Kendilerini 'tez danışmanlığı şirketi' olarak tanımlayan kişiler, ilk etapta yüz yüze görüşme talebimizi reddedip tezin aşama aşama mail aracılığıyla tamamlanacağını, gerekirse son aşamada yüz yüze görüşebileceklerini söyledi."
***
Aslında Türkiye'nin bütün sorunlarının temelinde, insanların hak etmedikleri makam ve mevkilere ulaşmak için her yolu mubah görmesinden kaynaklanan talan anlayışı vardır.
Türkiye'de siyaset de ülkenin kaynaklarını talan için yapılır!
Bir ara dünyadaki tarikatları incelemiştim. OPUS DEI adlı tarikat, gittiği her ülkede, öncelikle mesleğinde çabuk yükselmek isteyen, hırslı, yerleşik, ahlâki değerlere önem vermeyen şahıslarla, kendilerini çok önemseyen fakat nedense adlarını duyuramamış aydınları avlamıştı. OPUS DEI, sahip olduğu medya üzerinden bu tür insanları destekledi, mesleklerinde adlarını duyurmalarını sağladı. Sonra da bunları kullanarak ülkede her istediğini yaptırır hale geldi. Michael Walsh'un deyimiyle bu örgüte OPUS DEI yerine OCTOBUS DEI, yani "Ahtapotun İşleri" denilmeliydi.
Tıpkı Türkiye'deki cemaat yapılanmaları gibi değil mi? Türkiye'de de üniversiteler, cemaatin tekeline bırakıldı. Akademik kariyer yapmak için bilimsel araştırma yapmak değil, cemaate mensubiyet arandı. Sonuçta, üniversitelerden başlayan çürümeyle devletin diğer kurumları da çöktü!
***
Bu tür sahtekârlıklar, "gemisini yürüten kaptan" parolası ile hoş görüldü.
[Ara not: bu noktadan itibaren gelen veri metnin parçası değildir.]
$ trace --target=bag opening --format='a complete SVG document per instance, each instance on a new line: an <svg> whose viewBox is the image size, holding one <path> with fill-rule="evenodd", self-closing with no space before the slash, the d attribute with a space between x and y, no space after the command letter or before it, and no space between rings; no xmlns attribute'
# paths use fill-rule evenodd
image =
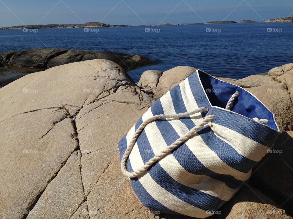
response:
<svg viewBox="0 0 293 219"><path fill-rule="evenodd" d="M273 113L251 93L241 88L219 80L202 71L199 70L198 72L204 89L212 106L225 109L231 94L238 91L239 97L235 99L230 110L251 119L255 117L267 119L266 125L278 130Z"/></svg>

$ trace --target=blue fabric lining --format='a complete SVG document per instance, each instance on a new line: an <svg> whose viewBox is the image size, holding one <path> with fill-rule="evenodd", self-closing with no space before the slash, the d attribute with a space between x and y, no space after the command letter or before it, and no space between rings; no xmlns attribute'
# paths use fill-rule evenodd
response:
<svg viewBox="0 0 293 219"><path fill-rule="evenodd" d="M232 95L238 91L239 97L235 99L230 109L232 111L250 119L256 117L260 119L268 119L269 122L267 125L277 130L273 113L247 91L233 85L220 81L200 70L198 75L212 106L225 109ZM207 91L211 92L206 92Z"/></svg>

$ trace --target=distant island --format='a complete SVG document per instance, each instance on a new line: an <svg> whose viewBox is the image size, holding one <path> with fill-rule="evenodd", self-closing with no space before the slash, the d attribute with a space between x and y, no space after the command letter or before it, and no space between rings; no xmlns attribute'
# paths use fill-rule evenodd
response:
<svg viewBox="0 0 293 219"><path fill-rule="evenodd" d="M5 27L0 28L0 30L14 30L18 29L39 29L42 28L85 28L97 27L114 27L130 26L127 25L114 25L106 24L100 22L91 22L85 23L83 24L39 24L31 25L21 25L13 26L11 27Z"/></svg>
<svg viewBox="0 0 293 219"><path fill-rule="evenodd" d="M173 25L192 25L195 24L219 24L234 23L254 23L255 22L293 22L293 17L280 17L257 21L251 20L244 20L238 22L234 21L210 21L206 23L184 23L172 24L169 23L165 23L159 24L147 24L137 25L134 26L171 26ZM23 29L39 29L43 28L94 28L100 27L117 27L133 26L131 25L124 25L107 24L103 23L97 22L91 22L85 23L83 24L39 24L31 25L21 25L13 26L10 27L0 27L0 30L14 30Z"/></svg>
<svg viewBox="0 0 293 219"><path fill-rule="evenodd" d="M284 18L277 18L269 20L263 21L262 22L293 22L293 17L287 17Z"/></svg>
<svg viewBox="0 0 293 219"><path fill-rule="evenodd" d="M238 23L254 23L257 22L257 21L255 21L251 20L243 20L243 21L239 21Z"/></svg>

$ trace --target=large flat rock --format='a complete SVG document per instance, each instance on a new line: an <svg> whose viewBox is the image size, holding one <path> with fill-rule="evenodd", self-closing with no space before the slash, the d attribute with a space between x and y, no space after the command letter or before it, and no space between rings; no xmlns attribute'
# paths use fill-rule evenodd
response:
<svg viewBox="0 0 293 219"><path fill-rule="evenodd" d="M177 67L144 78L144 84L147 87L151 82L149 87L157 96L144 92L122 68L104 59L54 67L0 89L0 137L4 140L0 142L0 217L176 218L154 214L141 205L121 172L117 144L158 96L195 69ZM269 85L288 92L284 84L268 77L236 83L250 85L246 89L256 89L255 93ZM285 93L282 98L290 100ZM281 104L275 99L280 96L268 97L265 104ZM276 116L285 116L280 112L276 110ZM263 173L272 169L266 168ZM291 174L284 169L282 173ZM271 180L266 174L254 174ZM273 183L266 186L272 187ZM280 180L275 183L286 188ZM271 210L282 212L280 218L291 218L280 200L274 199L275 203L259 185L255 187L261 192L244 185L221 209L222 218L278 218L268 214Z"/></svg>

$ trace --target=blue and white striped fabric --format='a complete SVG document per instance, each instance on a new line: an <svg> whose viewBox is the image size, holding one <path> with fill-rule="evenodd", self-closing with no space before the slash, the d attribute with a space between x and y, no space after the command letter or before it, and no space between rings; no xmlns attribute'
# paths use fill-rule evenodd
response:
<svg viewBox="0 0 293 219"><path fill-rule="evenodd" d="M230 110L227 102L239 96ZM212 114L211 122L143 174L130 179L143 205L153 210L200 218L212 215L247 180L252 168L273 145L279 132L274 116L241 88L197 70L156 101L118 144L120 162L128 144L143 121L154 115L201 113L148 124L126 162L128 171L144 165ZM264 125L253 118L268 120Z"/></svg>

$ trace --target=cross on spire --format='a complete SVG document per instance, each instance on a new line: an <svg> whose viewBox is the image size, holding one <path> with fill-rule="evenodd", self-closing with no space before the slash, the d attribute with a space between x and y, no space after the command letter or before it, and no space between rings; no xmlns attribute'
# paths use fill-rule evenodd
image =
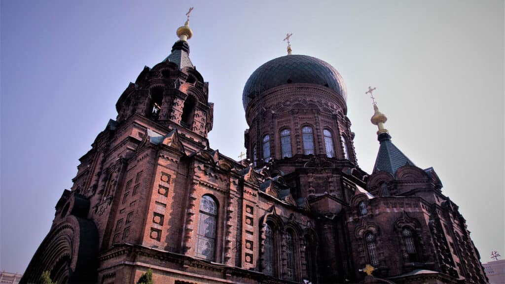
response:
<svg viewBox="0 0 505 284"><path fill-rule="evenodd" d="M242 160L242 158L243 158L244 156L245 156L245 154L244 154L244 152L240 151L240 155L238 155L238 158L240 158L240 160Z"/></svg>
<svg viewBox="0 0 505 284"><path fill-rule="evenodd" d="M287 33L286 34L286 37L284 39L284 41L287 41L287 54L291 55L291 42L289 41L289 38L293 35L292 33Z"/></svg>
<svg viewBox="0 0 505 284"><path fill-rule="evenodd" d="M372 102L373 102L373 104L374 106L377 104L377 102L375 101L375 98L374 97L374 94L373 94L374 91L375 90L375 89L376 88L376 88L375 87L372 88L372 87L369 86L368 90L365 92L365 93L369 93L370 94L370 98L372 98Z"/></svg>
<svg viewBox="0 0 505 284"><path fill-rule="evenodd" d="M498 252L494 251L494 252L491 252L491 258L494 258L494 260L498 260L498 257L501 256L500 254L498 253Z"/></svg>

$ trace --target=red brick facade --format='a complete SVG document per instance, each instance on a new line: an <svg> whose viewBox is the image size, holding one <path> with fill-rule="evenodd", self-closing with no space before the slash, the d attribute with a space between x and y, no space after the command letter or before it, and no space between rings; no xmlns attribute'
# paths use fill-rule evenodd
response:
<svg viewBox="0 0 505 284"><path fill-rule="evenodd" d="M59 283L133 283L148 268L157 283L382 281L367 264L389 282L487 282L432 169L358 167L342 94L262 91L237 162L210 148L208 83L181 64L146 67L121 96L22 282L49 270Z"/></svg>

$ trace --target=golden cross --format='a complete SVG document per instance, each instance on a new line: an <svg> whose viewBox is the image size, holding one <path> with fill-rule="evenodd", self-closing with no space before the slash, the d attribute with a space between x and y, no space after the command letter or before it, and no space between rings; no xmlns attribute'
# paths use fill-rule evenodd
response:
<svg viewBox="0 0 505 284"><path fill-rule="evenodd" d="M245 156L245 154L244 154L244 152L240 151L240 155L238 155L238 158L240 158L240 160L242 160L242 158L244 156Z"/></svg>
<svg viewBox="0 0 505 284"><path fill-rule="evenodd" d="M286 34L286 38L284 39L284 41L287 41L288 45L291 44L291 42L289 42L289 38L291 37L291 35L293 35L292 33L287 33Z"/></svg>
<svg viewBox="0 0 505 284"><path fill-rule="evenodd" d="M193 11L193 7L190 7L189 11L188 11L188 12L186 13L186 16L188 16L188 21L189 20L189 14L191 14L191 11Z"/></svg>
<svg viewBox="0 0 505 284"><path fill-rule="evenodd" d="M373 102L373 104L374 104L374 106L375 105L377 105L377 102L375 101L375 98L374 97L374 94L373 93L373 91L374 90L375 90L375 89L376 89L376 88L376 88L375 87L374 87L372 88L372 87L369 86L368 86L368 90L367 91L366 91L366 92L365 92L365 93L369 93L369 94L370 94L370 98L372 98L372 101Z"/></svg>
<svg viewBox="0 0 505 284"><path fill-rule="evenodd" d="M372 272L374 270L374 267L370 264L367 264L365 266L365 268L363 269L363 272L367 273L367 275L370 276L372 275Z"/></svg>

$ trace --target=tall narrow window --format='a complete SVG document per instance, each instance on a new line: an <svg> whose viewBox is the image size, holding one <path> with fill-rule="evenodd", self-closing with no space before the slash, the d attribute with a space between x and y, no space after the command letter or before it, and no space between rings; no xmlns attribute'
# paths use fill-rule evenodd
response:
<svg viewBox="0 0 505 284"><path fill-rule="evenodd" d="M412 231L409 228L403 228L401 234L405 241L405 248L409 254L409 260L411 262L417 261L417 252L416 251L416 244Z"/></svg>
<svg viewBox="0 0 505 284"><path fill-rule="evenodd" d="M375 236L373 233L369 233L365 238L369 260L372 265L376 267L379 264L379 258L377 257L377 248L375 246Z"/></svg>
<svg viewBox="0 0 505 284"><path fill-rule="evenodd" d="M281 158L291 158L291 131L284 129L281 131Z"/></svg>
<svg viewBox="0 0 505 284"><path fill-rule="evenodd" d="M343 135L340 135L340 142L342 143L342 149L344 150L344 157L347 160L349 160L349 149L347 147L347 140Z"/></svg>
<svg viewBox="0 0 505 284"><path fill-rule="evenodd" d="M379 186L379 195L380 196L389 196L389 190L387 189L387 184L383 182Z"/></svg>
<svg viewBox="0 0 505 284"><path fill-rule="evenodd" d="M193 123L193 116L194 114L194 107L196 101L192 96L188 96L184 101L184 105L182 108L182 115L181 116L181 125L189 128Z"/></svg>
<svg viewBox="0 0 505 284"><path fill-rule="evenodd" d="M156 87L151 90L151 99L153 105L151 115L153 117L157 118L160 115L161 105L163 102L163 89Z"/></svg>
<svg viewBox="0 0 505 284"><path fill-rule="evenodd" d="M333 149L333 138L331 137L331 132L328 129L323 130L323 136L324 136L324 146L326 148L326 156L329 158L335 157L335 150Z"/></svg>
<svg viewBox="0 0 505 284"><path fill-rule="evenodd" d="M197 257L214 260L217 215L216 201L208 195L201 197L196 233Z"/></svg>
<svg viewBox="0 0 505 284"><path fill-rule="evenodd" d="M275 273L274 259L274 232L268 224L265 225L265 255L263 256L265 267L263 273L273 275Z"/></svg>
<svg viewBox="0 0 505 284"><path fill-rule="evenodd" d="M286 233L286 277L288 280L294 279L294 244L291 232Z"/></svg>
<svg viewBox="0 0 505 284"><path fill-rule="evenodd" d="M302 128L301 137L304 141L304 154L314 155L314 136L312 134L312 128L309 126Z"/></svg>
<svg viewBox="0 0 505 284"><path fill-rule="evenodd" d="M252 144L252 166L255 168L258 166L258 148L256 148L256 144Z"/></svg>
<svg viewBox="0 0 505 284"><path fill-rule="evenodd" d="M361 215L365 215L368 213L368 210L367 210L367 204L364 201L362 201L360 202L360 214Z"/></svg>
<svg viewBox="0 0 505 284"><path fill-rule="evenodd" d="M270 160L270 136L265 135L263 137L263 161L268 162Z"/></svg>

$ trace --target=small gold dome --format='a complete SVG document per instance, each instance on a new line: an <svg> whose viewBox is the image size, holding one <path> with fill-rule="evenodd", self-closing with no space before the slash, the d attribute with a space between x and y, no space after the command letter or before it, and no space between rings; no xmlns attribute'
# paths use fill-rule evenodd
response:
<svg viewBox="0 0 505 284"><path fill-rule="evenodd" d="M370 118L370 121L372 122L372 124L378 125L379 123L384 123L387 121L386 115L379 111L379 108L377 108L377 106L374 106L374 110L375 111L375 113L374 114L372 118Z"/></svg>
<svg viewBox="0 0 505 284"><path fill-rule="evenodd" d="M193 36L193 31L192 31L191 28L189 27L189 21L186 21L184 26L179 27L179 28L177 29L177 36L178 36L181 40L189 39L191 38L191 37ZM185 39L183 39L183 37L181 37L183 35L186 36Z"/></svg>

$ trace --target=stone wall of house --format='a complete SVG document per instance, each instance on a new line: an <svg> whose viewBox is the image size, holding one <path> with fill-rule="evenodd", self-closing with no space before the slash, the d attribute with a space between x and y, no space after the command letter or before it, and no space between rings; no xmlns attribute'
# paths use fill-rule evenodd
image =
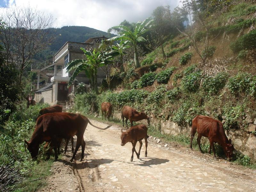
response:
<svg viewBox="0 0 256 192"><path fill-rule="evenodd" d="M52 103L53 90L52 88L42 92L42 96L44 99L44 103L51 105Z"/></svg>
<svg viewBox="0 0 256 192"><path fill-rule="evenodd" d="M114 118L121 120L121 113L120 112L114 112L113 116ZM148 124L146 120L141 121L140 122ZM174 122L157 118L153 115L151 116L150 122L152 125L161 130L162 133L174 135L180 133L188 135L190 134L190 126L181 127ZM124 124L125 127L125 119ZM256 128L256 119L254 122L249 124L247 130L231 130L226 132L228 137L231 138L235 148L244 155L248 155L254 161L256 161L256 136L252 132L255 131ZM208 142L207 140L203 139L202 143Z"/></svg>

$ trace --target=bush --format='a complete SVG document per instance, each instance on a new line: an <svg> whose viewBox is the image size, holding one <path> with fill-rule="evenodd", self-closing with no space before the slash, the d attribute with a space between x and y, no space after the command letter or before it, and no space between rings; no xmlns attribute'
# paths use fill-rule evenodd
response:
<svg viewBox="0 0 256 192"><path fill-rule="evenodd" d="M144 87L151 85L156 80L156 73L155 72L150 72L144 74L139 79L138 86L140 87Z"/></svg>
<svg viewBox="0 0 256 192"><path fill-rule="evenodd" d="M228 87L232 93L241 93L249 91L252 75L247 73L238 73L228 79Z"/></svg>
<svg viewBox="0 0 256 192"><path fill-rule="evenodd" d="M202 52L202 55L203 57L206 58L211 58L212 57L216 49L216 46L210 46L208 48L208 50L206 51L204 50Z"/></svg>
<svg viewBox="0 0 256 192"><path fill-rule="evenodd" d="M192 53L188 52L185 54L185 55L181 56L179 60L179 62L180 64L182 65L184 65L188 63L190 60L191 59L193 54Z"/></svg>
<svg viewBox="0 0 256 192"><path fill-rule="evenodd" d="M149 104L159 103L164 98L166 91L165 86L158 86L156 90L148 94L146 99L147 102Z"/></svg>
<svg viewBox="0 0 256 192"><path fill-rule="evenodd" d="M196 92L199 89L201 77L201 71L191 73L185 76L181 81L182 88L187 92Z"/></svg>
<svg viewBox="0 0 256 192"><path fill-rule="evenodd" d="M126 73L126 78L127 79L129 79L130 78L132 77L137 77L138 76L138 74L134 70L133 68L130 68L127 70Z"/></svg>
<svg viewBox="0 0 256 192"><path fill-rule="evenodd" d="M248 51L246 50L240 51L237 55L237 58L241 60L244 60L246 58L248 53Z"/></svg>
<svg viewBox="0 0 256 192"><path fill-rule="evenodd" d="M132 89L137 89L138 88L139 84L139 81L138 80L135 80L131 84L131 88Z"/></svg>
<svg viewBox="0 0 256 192"><path fill-rule="evenodd" d="M156 76L157 83L160 84L167 83L170 79L170 76L176 68L172 67L157 73Z"/></svg>
<svg viewBox="0 0 256 192"><path fill-rule="evenodd" d="M166 97L171 103L179 99L180 97L180 91L179 88L175 87L168 91L166 94Z"/></svg>
<svg viewBox="0 0 256 192"><path fill-rule="evenodd" d="M236 41L230 44L230 47L235 53L243 50L256 48L256 29L252 30L238 38Z"/></svg>
<svg viewBox="0 0 256 192"><path fill-rule="evenodd" d="M217 94L226 85L228 75L226 72L220 72L214 77L206 77L203 83L203 88L208 94Z"/></svg>

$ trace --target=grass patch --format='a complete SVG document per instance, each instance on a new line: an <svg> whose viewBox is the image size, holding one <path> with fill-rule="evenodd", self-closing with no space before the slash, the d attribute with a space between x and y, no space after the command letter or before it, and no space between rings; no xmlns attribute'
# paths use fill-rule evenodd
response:
<svg viewBox="0 0 256 192"><path fill-rule="evenodd" d="M59 156L59 158L60 158L60 156ZM15 192L36 191L47 185L45 178L51 174L52 172L50 170L54 160L53 157L51 156L48 161L41 161L33 166L31 171L28 174L28 179L19 184L13 191Z"/></svg>

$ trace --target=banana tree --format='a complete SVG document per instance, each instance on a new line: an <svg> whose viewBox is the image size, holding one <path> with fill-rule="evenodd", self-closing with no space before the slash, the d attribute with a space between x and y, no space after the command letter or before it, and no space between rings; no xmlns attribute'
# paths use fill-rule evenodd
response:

Halk içinde yaygınlaşan bu anlayışın sonunda, koca Türkiye, hayata sahtekârlıkla başlamış, diploması bile sahte kadroların yönetimine boyun eğmek durumunda kaldı.
Türkiye'de sahte diploma ile öğretmenlik, polislik, doktorluk, savcılık, hatta kaymakamlık yapanlar çıkması bir tesadüf değil, kültürel değerlerdeki bozulmanın, çürümenin belirtileridir.
Ülkenin ve devletin imkânları, kısacası pasta bölüşülürken, partizanlık, mezhepçilik, etnik kökencilik, tarikatçılık, hemşericilik, akrabacılık yapılırken kimse sesini çıkarmadı!
"Bizim partimiz bize kredi vermelidir, bizim mezhebimizden olan devlet memuru bizimkileri devlet dairesine doldurmalıdır, bizim cemaatimiz bürokrasiye hâkim olmalıdır, bizim hemşerimiz, bizim akrabamız kayırılmalıdır?" denildi ve bu anlayışla desteklenen iktidarlar eliyle Türkiye, millî gelirinin yüzde 60'ı kadar borçlandı. Üstelik alınan borçların nereye harcandığı da belli değil.
Sonuçta, Türkiye bir bütün olarak açlık sınırına geldi. Çünkü kitleler adaletten koptu. Adaletsizlik ahtapotunun kolları Türkiye'yi sıkmaya başladı! Üzerinde kafa yormamız gereken asıl sorun budur.